Edwin Henry Hardy: a Waiorongomai mine owner
Hart, P. (2016). Edwin Henry Hardy: a Waiorongomai mine owner. (Te Aroha Mining District Working papers, No. 97). Hamilton, New Zealand: University of Waikato, Historical Research Unit.
Permanent Research Commons link: http://hdl.handle.net/10289/10429
Edwin Henry Hardy worked as a surveyor before going to England to study mining. Upon his return in 1896 he was a representative in Hauraki of English mining companies and supervised several Coromandel mines in addition to acquiring mines in several districts for overseas interests. In late 1898 he purchased the former Aroha Gold Mines’ property at Waiorongomai, which he developed using his own financial resources but probably backed by his wider family. Using his surveying skills, he traced a reef missed by previous owners, and commenced to develop the mines systematically. He also spent several years improving the battery, experimenting with new treatment processes and seeking a patent for a gold saving method. Like all mine owners, Hardy tried to work his property as cheaply as possible, resulting in conflicts with the Thames High School and the county council as he tried to reduce costs.

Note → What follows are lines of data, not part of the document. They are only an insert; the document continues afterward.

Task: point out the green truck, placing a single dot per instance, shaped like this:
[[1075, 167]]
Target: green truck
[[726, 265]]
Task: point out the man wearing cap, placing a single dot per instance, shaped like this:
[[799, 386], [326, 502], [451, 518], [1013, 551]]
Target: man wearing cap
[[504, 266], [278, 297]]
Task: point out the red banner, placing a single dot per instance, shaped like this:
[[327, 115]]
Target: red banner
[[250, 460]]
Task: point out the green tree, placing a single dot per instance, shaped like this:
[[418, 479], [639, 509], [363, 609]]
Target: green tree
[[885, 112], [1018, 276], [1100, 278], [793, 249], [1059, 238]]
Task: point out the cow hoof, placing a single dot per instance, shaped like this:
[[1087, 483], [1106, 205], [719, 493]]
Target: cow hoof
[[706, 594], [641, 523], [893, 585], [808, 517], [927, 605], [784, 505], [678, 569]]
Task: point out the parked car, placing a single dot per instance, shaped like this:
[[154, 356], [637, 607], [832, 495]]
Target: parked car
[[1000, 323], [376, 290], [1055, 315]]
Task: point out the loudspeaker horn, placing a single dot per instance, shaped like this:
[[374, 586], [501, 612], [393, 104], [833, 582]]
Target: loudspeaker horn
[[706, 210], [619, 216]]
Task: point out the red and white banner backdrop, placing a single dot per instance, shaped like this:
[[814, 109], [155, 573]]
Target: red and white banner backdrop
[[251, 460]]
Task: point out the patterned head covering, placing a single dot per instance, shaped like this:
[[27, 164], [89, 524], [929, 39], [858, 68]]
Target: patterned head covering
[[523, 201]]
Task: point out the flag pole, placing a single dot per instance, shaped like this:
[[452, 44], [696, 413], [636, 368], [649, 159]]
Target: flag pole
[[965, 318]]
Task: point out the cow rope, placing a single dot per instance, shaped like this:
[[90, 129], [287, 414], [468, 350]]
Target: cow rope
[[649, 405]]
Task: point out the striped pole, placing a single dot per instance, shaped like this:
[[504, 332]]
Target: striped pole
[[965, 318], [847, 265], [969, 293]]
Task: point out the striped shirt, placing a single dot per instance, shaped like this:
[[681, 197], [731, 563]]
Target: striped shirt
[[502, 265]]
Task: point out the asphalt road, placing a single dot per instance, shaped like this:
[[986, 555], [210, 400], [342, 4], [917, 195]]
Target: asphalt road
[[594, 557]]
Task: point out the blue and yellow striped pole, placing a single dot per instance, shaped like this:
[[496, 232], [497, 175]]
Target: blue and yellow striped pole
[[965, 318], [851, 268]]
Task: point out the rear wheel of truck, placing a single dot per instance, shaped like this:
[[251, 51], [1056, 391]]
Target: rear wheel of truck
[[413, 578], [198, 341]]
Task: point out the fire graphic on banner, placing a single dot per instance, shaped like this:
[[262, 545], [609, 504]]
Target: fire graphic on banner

He proved to be very determined in his rows with those he considered his enemies. In addition to developing the Premier mine, profitably, he tested other ground, notable the Big Blow. He supervised both battery and mines, but as he did not have a mine manager’s certificate had to employ a series of managers for the latter. After obtaining a good return for several years, in 1904 he formed Hardy’s Mines Ltd, retaining a financial interest and for a time supervising its work before becoming involved with other mines and clashing with the company he had formed. Hardy also held interests in mining companies in other districts. After leaving Waiorongomai, he settled in Te Kuiti and worked as a surveyor, a purchaser of Maori land, and a farmer. As at Coromandel and Waiorongomai, he was prominent in the local community, notably as a member of the borough council and Te Kuiti’s second mayor. Over time, his financial state deteriorated, partly through being involved with some very dubious businessmen and their schemes. In 1931 he returned to Waiorongomai to show his son Malcolm where he knew of some good ore, but died in dramatic circumstances before he could show him the location. For some time Hardy profited from mining, partly because he took over existing workings and partly because he was able to find ore that others had missed, but as with all mining, profits faded and he had to find other ways to earn a living. But compared with other mine owners at Waiorongomai, he was, for a time, very successful.